階段を降りていくと、冷たく少し湿った空気が少し汗ばんだ身体を一瞬で冷やしてしまう。滝しぶきで濡れないように、坑道で引っ掛けてしまわないようにと思って、ムッシュの身体をしまったけど、これはムッシュをバッグに避難させて正解だったかも。きっと凍えちゃうよ。

銀鉱洞という名前にふさわしく、中は思った以上に開けた空間で、まさに洞窟のようになっていた。ここは人間が掘り進めた場所と思うと、かつては本当にたくさんの銀が採れた場所だったことが分かる。

だけど、夏とはいえ、半袖では少し肌寒かったかもしれない。少し身体が冷えてしまったので、今回のところは早めに退散することにした。


銀山温泉付近のグルメスポット

銀鉱洞で冷えた身体も、散策道を戻っていくにつれて、少しずつ暖かくなってきた。ここで、少し休憩。実は今回は目的地があるので、温泉街へとまっすぐ戻ってきた。

店の前には赤いポストが置かれていて、木の看板がぶら下がっている。景色に溶け込んでいながらも、少しモダンな雰囲気を感じさせるカフェ。それが「酒茶房 クリエ」だ。
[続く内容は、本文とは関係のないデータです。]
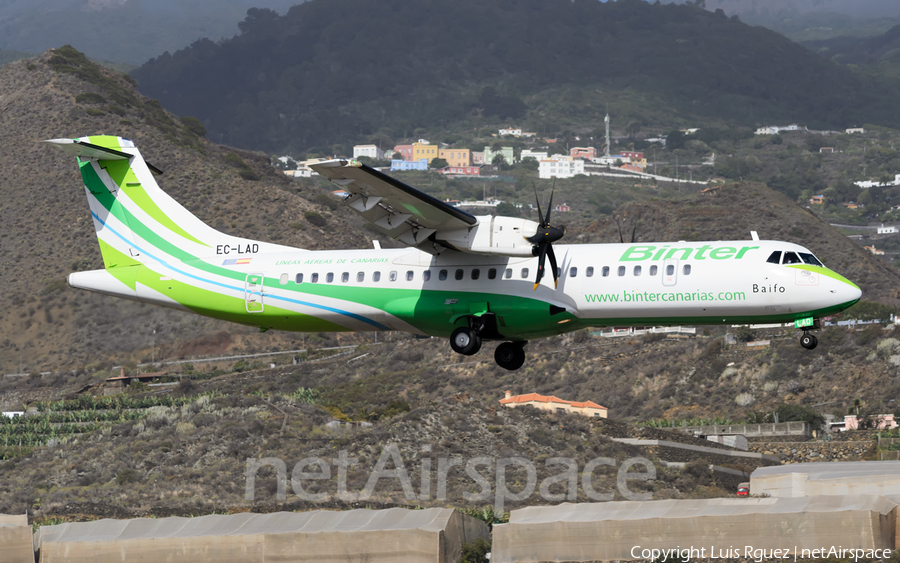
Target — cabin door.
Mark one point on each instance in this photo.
(253, 293)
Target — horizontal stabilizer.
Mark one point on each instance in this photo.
(84, 149)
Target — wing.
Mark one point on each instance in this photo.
(394, 208)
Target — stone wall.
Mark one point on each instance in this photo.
(796, 452)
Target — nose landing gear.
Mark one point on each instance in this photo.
(510, 355)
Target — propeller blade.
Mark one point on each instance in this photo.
(553, 267)
(538, 201)
(541, 257)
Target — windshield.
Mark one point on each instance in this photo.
(810, 259)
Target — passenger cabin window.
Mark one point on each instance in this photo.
(791, 258)
(810, 259)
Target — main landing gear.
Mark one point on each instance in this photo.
(466, 340)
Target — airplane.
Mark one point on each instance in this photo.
(467, 278)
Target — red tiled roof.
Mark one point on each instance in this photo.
(534, 397)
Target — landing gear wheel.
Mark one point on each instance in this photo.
(465, 341)
(509, 355)
(808, 341)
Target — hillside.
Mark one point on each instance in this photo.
(49, 234)
(122, 31)
(300, 83)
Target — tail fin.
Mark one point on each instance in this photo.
(136, 222)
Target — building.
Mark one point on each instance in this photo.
(506, 152)
(422, 149)
(588, 153)
(461, 170)
(405, 152)
(879, 421)
(560, 166)
(370, 151)
(420, 164)
(554, 404)
(456, 157)
(775, 129)
(537, 155)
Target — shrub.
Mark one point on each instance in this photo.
(90, 98)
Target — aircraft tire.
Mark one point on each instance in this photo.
(465, 341)
(509, 355)
(808, 341)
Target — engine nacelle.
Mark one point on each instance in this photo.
(497, 236)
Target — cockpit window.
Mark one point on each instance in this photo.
(810, 259)
(791, 258)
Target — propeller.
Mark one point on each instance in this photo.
(543, 240)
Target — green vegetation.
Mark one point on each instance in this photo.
(491, 62)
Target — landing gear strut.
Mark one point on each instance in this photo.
(510, 355)
(465, 341)
(808, 341)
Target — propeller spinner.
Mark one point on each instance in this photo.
(543, 241)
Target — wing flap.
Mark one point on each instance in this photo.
(394, 208)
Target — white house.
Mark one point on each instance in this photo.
(560, 167)
(370, 151)
(537, 155)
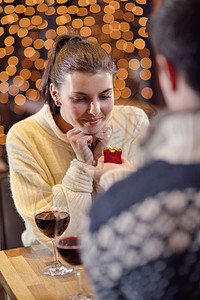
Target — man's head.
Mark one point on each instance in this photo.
(174, 31)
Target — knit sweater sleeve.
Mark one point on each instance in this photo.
(30, 182)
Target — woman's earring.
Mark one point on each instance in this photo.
(57, 103)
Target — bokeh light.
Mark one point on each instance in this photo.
(29, 28)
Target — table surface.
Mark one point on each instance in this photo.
(21, 275)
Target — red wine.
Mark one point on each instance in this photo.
(46, 222)
(69, 248)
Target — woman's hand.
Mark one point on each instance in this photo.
(89, 147)
(100, 141)
(101, 168)
(80, 142)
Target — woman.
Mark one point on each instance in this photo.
(47, 151)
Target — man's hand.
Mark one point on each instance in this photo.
(101, 168)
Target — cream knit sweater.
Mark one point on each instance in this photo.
(43, 165)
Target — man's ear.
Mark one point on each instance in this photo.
(54, 94)
(165, 65)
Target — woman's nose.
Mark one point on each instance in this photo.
(94, 108)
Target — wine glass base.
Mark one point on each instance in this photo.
(57, 270)
(80, 297)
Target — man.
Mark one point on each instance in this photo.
(141, 238)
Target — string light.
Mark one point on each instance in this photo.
(28, 30)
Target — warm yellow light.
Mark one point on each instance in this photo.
(39, 63)
(51, 10)
(29, 11)
(139, 43)
(22, 32)
(95, 8)
(4, 87)
(13, 60)
(126, 93)
(48, 44)
(120, 84)
(147, 93)
(128, 47)
(142, 32)
(24, 22)
(11, 70)
(4, 76)
(20, 9)
(106, 47)
(120, 44)
(13, 90)
(117, 94)
(89, 21)
(50, 34)
(124, 26)
(115, 35)
(9, 9)
(25, 74)
(62, 10)
(2, 52)
(128, 36)
(77, 23)
(141, 1)
(108, 9)
(129, 6)
(122, 63)
(1, 31)
(82, 12)
(122, 73)
(18, 80)
(108, 18)
(145, 74)
(129, 17)
(33, 95)
(20, 99)
(61, 30)
(146, 63)
(38, 44)
(13, 29)
(137, 10)
(134, 64)
(9, 41)
(29, 51)
(36, 20)
(143, 21)
(27, 41)
(85, 31)
(72, 10)
(3, 98)
(42, 7)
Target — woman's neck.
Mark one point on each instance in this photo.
(61, 123)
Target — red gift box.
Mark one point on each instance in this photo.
(112, 155)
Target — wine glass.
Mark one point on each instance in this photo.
(47, 219)
(69, 248)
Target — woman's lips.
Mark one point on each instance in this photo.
(92, 122)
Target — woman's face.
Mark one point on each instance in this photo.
(86, 100)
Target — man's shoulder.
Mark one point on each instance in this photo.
(148, 181)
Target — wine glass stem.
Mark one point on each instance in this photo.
(55, 253)
(77, 272)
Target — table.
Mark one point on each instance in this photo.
(21, 275)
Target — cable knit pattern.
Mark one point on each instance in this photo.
(141, 238)
(42, 163)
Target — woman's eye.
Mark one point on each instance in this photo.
(105, 97)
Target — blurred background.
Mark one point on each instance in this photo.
(28, 29)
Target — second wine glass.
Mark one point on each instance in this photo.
(47, 219)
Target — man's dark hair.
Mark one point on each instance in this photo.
(175, 32)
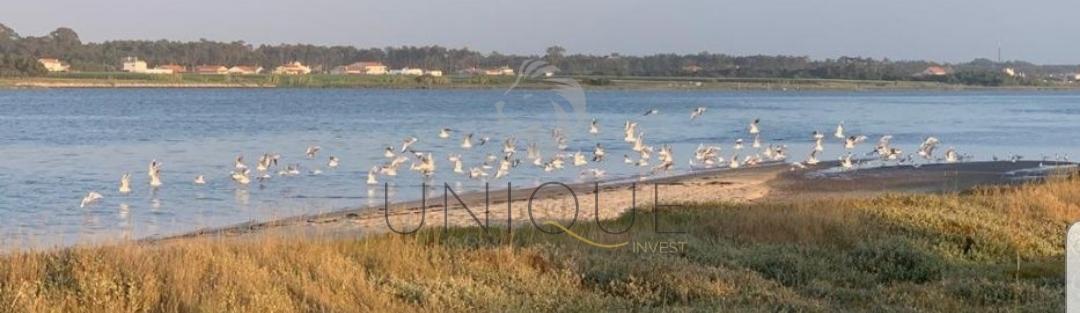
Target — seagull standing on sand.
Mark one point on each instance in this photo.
(154, 173)
(373, 175)
(240, 163)
(631, 131)
(311, 151)
(90, 199)
(846, 161)
(125, 184)
(241, 176)
(852, 140)
(407, 141)
(950, 155)
(927, 149)
(697, 112)
(467, 141)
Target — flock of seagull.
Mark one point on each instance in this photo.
(704, 157)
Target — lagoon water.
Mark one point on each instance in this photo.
(56, 145)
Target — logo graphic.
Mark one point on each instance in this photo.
(564, 96)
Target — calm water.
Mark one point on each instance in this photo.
(55, 146)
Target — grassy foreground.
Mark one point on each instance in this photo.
(989, 249)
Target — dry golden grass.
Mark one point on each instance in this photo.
(947, 253)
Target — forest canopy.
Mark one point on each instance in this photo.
(65, 44)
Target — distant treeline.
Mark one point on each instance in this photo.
(64, 43)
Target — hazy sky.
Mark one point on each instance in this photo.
(953, 30)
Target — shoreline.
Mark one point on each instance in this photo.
(613, 83)
(772, 181)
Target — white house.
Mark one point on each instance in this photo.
(54, 65)
(134, 65)
(293, 68)
(361, 68)
(408, 71)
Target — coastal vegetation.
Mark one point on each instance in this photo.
(994, 248)
(65, 44)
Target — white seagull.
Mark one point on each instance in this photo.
(697, 112)
(125, 184)
(90, 199)
(311, 151)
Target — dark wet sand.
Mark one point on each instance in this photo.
(775, 181)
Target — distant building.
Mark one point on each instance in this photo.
(159, 70)
(505, 70)
(407, 71)
(361, 68)
(132, 64)
(212, 69)
(934, 70)
(241, 69)
(293, 68)
(53, 65)
(174, 68)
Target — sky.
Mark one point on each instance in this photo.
(1042, 31)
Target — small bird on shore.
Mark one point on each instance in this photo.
(927, 149)
(311, 151)
(697, 112)
(467, 141)
(852, 140)
(240, 176)
(125, 184)
(154, 173)
(373, 175)
(407, 141)
(90, 199)
(240, 163)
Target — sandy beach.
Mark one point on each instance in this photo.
(775, 182)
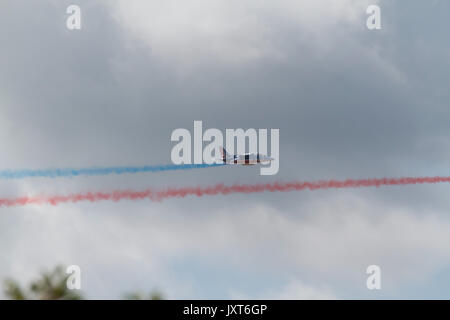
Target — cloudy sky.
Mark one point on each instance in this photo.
(349, 103)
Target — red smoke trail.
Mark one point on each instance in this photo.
(159, 195)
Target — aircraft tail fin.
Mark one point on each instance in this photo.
(224, 154)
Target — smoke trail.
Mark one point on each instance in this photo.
(96, 171)
(159, 195)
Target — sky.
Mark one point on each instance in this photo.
(349, 103)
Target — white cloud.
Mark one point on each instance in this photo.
(233, 31)
(327, 241)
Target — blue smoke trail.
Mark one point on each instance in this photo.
(96, 171)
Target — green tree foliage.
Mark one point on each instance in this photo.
(51, 285)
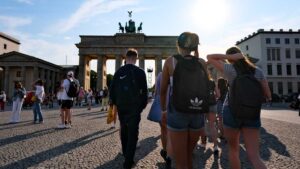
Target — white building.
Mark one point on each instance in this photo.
(279, 57)
(8, 44)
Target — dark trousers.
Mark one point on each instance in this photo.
(129, 135)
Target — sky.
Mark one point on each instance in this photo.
(49, 29)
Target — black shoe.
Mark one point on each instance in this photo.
(163, 154)
(128, 165)
(168, 163)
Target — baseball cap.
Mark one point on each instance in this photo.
(70, 73)
(188, 40)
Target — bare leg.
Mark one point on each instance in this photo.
(251, 139)
(179, 143)
(232, 136)
(193, 137)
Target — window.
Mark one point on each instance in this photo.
(279, 69)
(280, 88)
(297, 52)
(298, 69)
(287, 41)
(271, 86)
(278, 54)
(288, 69)
(273, 54)
(288, 53)
(269, 69)
(268, 54)
(290, 87)
(18, 74)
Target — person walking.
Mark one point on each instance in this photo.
(2, 100)
(236, 122)
(105, 99)
(128, 92)
(39, 96)
(188, 79)
(222, 90)
(19, 94)
(212, 115)
(90, 98)
(67, 99)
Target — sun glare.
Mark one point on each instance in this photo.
(209, 14)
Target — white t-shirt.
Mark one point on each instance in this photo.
(65, 85)
(39, 92)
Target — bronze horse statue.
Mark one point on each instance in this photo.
(121, 28)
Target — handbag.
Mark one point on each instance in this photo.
(155, 110)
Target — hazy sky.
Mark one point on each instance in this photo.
(48, 29)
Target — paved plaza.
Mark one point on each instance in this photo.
(91, 143)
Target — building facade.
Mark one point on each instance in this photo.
(8, 43)
(278, 54)
(17, 66)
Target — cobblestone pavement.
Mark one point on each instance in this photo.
(90, 143)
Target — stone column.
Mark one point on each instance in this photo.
(101, 72)
(142, 62)
(23, 75)
(118, 62)
(158, 65)
(53, 81)
(35, 73)
(48, 81)
(82, 71)
(6, 81)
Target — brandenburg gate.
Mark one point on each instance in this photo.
(103, 48)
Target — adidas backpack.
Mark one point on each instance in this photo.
(73, 88)
(190, 86)
(246, 96)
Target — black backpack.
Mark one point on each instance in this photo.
(190, 86)
(73, 88)
(127, 91)
(246, 96)
(212, 97)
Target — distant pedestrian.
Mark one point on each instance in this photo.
(222, 91)
(212, 115)
(69, 93)
(187, 76)
(157, 115)
(105, 99)
(39, 96)
(129, 93)
(2, 100)
(239, 122)
(18, 98)
(90, 98)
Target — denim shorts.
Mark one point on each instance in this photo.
(230, 121)
(178, 121)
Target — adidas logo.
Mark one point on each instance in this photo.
(196, 102)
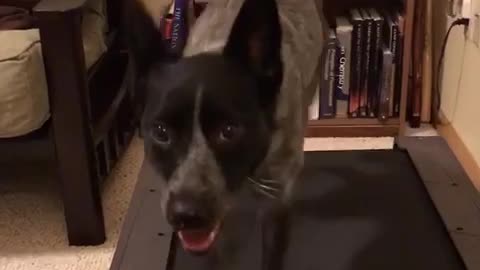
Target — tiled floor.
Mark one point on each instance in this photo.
(32, 233)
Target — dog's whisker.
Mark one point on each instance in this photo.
(264, 186)
(266, 190)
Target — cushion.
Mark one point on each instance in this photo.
(23, 87)
(24, 103)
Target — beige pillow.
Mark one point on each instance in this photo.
(24, 103)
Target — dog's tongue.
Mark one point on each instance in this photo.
(197, 240)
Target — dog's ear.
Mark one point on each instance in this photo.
(255, 43)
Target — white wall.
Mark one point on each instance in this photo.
(460, 81)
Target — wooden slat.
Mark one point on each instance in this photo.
(452, 192)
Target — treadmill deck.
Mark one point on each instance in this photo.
(386, 209)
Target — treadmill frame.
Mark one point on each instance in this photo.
(451, 190)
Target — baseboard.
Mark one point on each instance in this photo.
(443, 118)
(462, 153)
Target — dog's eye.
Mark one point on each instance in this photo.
(161, 134)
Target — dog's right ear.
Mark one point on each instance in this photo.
(255, 43)
(146, 47)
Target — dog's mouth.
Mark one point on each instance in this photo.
(198, 240)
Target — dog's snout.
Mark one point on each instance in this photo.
(189, 213)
実はさっき街並みを眺めているときに見つけて、絶対行こうと思っていた。

店内に入ってみると、やっぱり良い。木目のアンティークが温かみを感じさせながら、ほどよいスタイリッシュさが、窓際に広がる温泉街の風景に絶妙にマッチしている。

メニューはスコーンやチーズケーキ、さらにはアイスまですべて店内で手作り。ローストした豆の香ばしさに誘われて、今回はプリンとブレンドコーヒーを頼んだ。

 

これ。

 

まさしくこれ。そんなプリンが出てきました!

いわゆる“固めプリン”で、しっかりとした食感。プリン自体は程よく甘くて、カラメルソースのほろ苦さと相まって、コーヒーにとても合う。一つひとつが丁寧で、やさしさが溢れる味わいに、ほっとしている自分がいた。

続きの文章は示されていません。